From a mental health POV:
Blurry Boundaries. It did not take long for me to develop a complicated relationship with working from home because when I work (which ends up being all the time) I do not have a place to relax and that is a cost I did not factor in when I started this whole thing. My kitchen and living room are spaces I use personally, so to sacrifice them for business activities, that physically take up space and are visually noisy, is demanding of my attention and energy. Throw in being a Capricorn in the mix and you get the picture. It’s not hard for me to slip into a stew of workaholism. It is time for more balance in my life and one step in that direction means no more wholesale. Pop-ups are in another category, which we’ll continue.

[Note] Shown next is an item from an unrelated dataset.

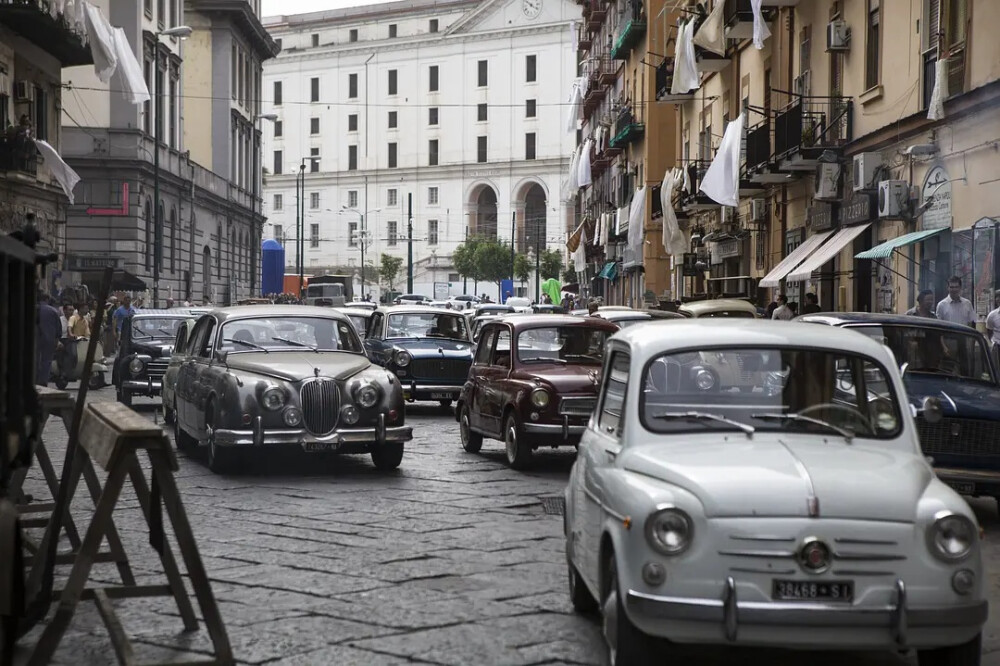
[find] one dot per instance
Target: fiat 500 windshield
(289, 333)
(813, 391)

Q2: How did you get involved in participating in pop-up events with your mom? (Are these pop-ups something the both of you bonded over, and enjoyed throughout the pandemic?)

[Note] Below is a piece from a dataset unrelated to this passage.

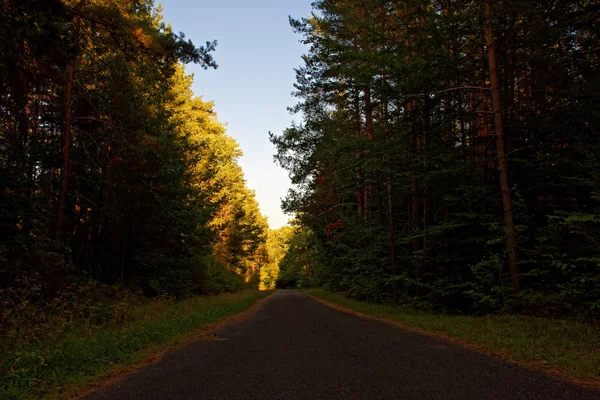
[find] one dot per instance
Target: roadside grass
(561, 347)
(55, 368)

A: When I first started doing pastry pop-ups in 2017, they were on my own. It began with a pop-up at Coffee Hall with my friend Alex Kipling, before he opened SPLA Coffee, and then I started selling hand pies at LASA. My mom, Peggy, and I started working together as pop-up partners in 2018. It started when Chef Royce Burke, who was a Business Improvement District event organizer in the neighborhood at the time, invited me to do a cooking demo at a holiday event. I asked my mom to join me to present a demo on tea eggs, and we made a few pots of eggs to sell at a stall after our demo. We recruited my sister, Joyce, to join us and she took care of the customers. Shortly after that initial pop-up, we participated in Chinatown After Dark: First Thursdays at Far East Plaza, which was a monthly pop-up event.
Doing pop-ups during the pandemic has definitely been a bonding experience for my mom and me. Not saying we don’t get annoyed at each other, or have to continue working toward improving our communication. My mom enjoys showing up at my house with bags (note that’s not a bag, but BAGS) full of food to make meals for us every time she comes to help me with a sale. I have to remind her we don’t have time or space to go all out on cooking elaborate dishes, but since she can’t seem to narrow down her haul, I’ve learned to compromise and indulge a little bit. Like I just can’t say no to fantuan, even if she shows up with dough to make youtiao from scratch. Because pastry prep usually involves 1-2 full days of work, my mom and I have had some of the most interesting conversations (some I could never have imagined having with her) covering topics like what it’s like to be a conservative Christian parent who has a transgender child, and newly realized views on divorce. I am grateful to have such an expressive mother whose perspectives I am seeing expand.
- Do these events allow you to have a creative outlet for you to enjoy?
A: Absolutely. I love creating new menus every time I do a popup or holiday orders and I thrive on change (and, to an extent, surprises, too!) but it requires a lot of energy from myself and everyone else on my team to pull off a new menu every time. When we are physically present to sell the goods at an event, we are giving our all, but we need to make sure we give to ourselves too (basic things like sleep and food) so we can sustainably keep on doing what we love.
- Would you recommend chefs participate in doing pop-ups to sustain themselves or to do something creative and get feedback?
A: YES. I fully support chefs pursuing pop-up opportunities. It is not for everybody, but you won’t know if it is or not until you try it, and you’ll experience growth no matter what.